A circuit court judge has ruled that Detroit's bankruptcy filing violates the state's constitution and laws, and must be withdrawn; Michigan's attorney general has already appealed the decision.
Judge Rosemarie Aquilina made the ruling on Friday, a day after the city became the largest municipality in history to declare bankruptcy under federal Chapter 9 rules.
"I have some very serious concerns because there was this rush to bankruptcy court that didn't have to occur and shouldn't have occurred," Aquilina said, according to The Detroit Free Press.
"Plaintiffs shouldn't have been blindsided," she said.
Detroit, which has suffered serious erosion of its population and tax base in the past decade, is estimated to owe some $18.5 billion in debt and liabilities stemming mostly from pensions to public employees. The city made the filing on Thursday in the U.S. Bankruptcy Court in Eastern Michigan.
Aquilina said the Michigan Constitution bars any action that would reduce public pensions. She said that Gov. Rick Snyder and Kevyn Orr, Detroit's state-appointed emergency financial manager, violated the constitution when they filed for bankruptcy because they were aware that the result would be reduced pension benefits.

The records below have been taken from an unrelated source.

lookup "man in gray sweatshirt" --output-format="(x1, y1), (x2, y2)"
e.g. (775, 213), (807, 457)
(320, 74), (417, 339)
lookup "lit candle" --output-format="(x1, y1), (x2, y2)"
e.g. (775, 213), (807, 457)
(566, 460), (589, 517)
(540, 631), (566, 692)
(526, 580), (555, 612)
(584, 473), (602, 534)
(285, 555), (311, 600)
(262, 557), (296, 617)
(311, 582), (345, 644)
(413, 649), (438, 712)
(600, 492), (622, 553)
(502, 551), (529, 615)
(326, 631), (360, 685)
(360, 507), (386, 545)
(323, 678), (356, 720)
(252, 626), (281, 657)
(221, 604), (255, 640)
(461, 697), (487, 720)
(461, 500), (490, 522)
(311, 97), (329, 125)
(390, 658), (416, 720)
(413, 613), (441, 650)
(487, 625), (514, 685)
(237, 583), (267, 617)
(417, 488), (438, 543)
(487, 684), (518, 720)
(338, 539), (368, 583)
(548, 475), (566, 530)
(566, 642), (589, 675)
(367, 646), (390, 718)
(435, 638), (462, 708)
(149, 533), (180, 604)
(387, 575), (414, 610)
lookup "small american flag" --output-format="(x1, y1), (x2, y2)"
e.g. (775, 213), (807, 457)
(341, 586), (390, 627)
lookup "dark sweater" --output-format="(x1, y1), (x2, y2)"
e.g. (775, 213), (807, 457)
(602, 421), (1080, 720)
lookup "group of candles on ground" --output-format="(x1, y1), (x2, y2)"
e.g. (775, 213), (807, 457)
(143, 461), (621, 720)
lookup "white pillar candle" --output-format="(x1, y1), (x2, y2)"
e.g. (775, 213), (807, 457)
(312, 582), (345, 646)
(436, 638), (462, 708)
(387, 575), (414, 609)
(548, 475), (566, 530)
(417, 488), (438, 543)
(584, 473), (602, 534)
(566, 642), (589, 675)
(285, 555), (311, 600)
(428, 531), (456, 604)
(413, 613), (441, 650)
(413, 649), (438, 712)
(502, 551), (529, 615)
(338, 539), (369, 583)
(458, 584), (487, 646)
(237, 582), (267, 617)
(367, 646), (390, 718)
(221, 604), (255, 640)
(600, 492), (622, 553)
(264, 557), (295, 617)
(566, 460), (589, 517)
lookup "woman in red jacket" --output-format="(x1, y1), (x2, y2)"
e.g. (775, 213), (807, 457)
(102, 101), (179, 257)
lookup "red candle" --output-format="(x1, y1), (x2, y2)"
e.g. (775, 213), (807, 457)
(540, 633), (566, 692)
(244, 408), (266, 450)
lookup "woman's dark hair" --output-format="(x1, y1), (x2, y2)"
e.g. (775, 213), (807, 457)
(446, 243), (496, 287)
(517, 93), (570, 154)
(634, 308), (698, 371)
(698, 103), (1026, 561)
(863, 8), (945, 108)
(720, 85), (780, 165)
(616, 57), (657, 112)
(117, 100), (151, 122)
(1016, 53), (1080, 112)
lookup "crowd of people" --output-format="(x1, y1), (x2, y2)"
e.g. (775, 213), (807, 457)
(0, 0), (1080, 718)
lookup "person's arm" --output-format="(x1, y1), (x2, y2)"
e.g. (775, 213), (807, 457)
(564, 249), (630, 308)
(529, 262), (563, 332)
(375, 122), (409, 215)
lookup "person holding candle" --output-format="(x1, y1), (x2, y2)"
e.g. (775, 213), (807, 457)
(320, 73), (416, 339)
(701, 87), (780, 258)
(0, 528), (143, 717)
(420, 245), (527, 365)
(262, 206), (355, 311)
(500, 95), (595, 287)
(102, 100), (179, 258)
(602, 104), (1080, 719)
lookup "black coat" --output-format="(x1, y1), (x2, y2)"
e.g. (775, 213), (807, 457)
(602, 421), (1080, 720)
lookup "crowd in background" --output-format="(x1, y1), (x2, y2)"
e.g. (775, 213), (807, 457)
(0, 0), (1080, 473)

Attorney General Bill Schuette's office says it's already appealed the decision:
"In addition, the Attorney General filed motions to stay the trial court rulings and any future proceedings while the appeals proceed," spokeswoman Joy Yearout said. "Later today, we expect to file additional motions seeking emergency consideration."
"My sense is that federal law trumps state law in this case," says Mike Lafaive, an expert on Detroit's finances at the Mackinac Center for Public Policy.
Lafaive says he's "confident that Bill Schuette knows what he's doing and that his appeal would be on solid legal ground."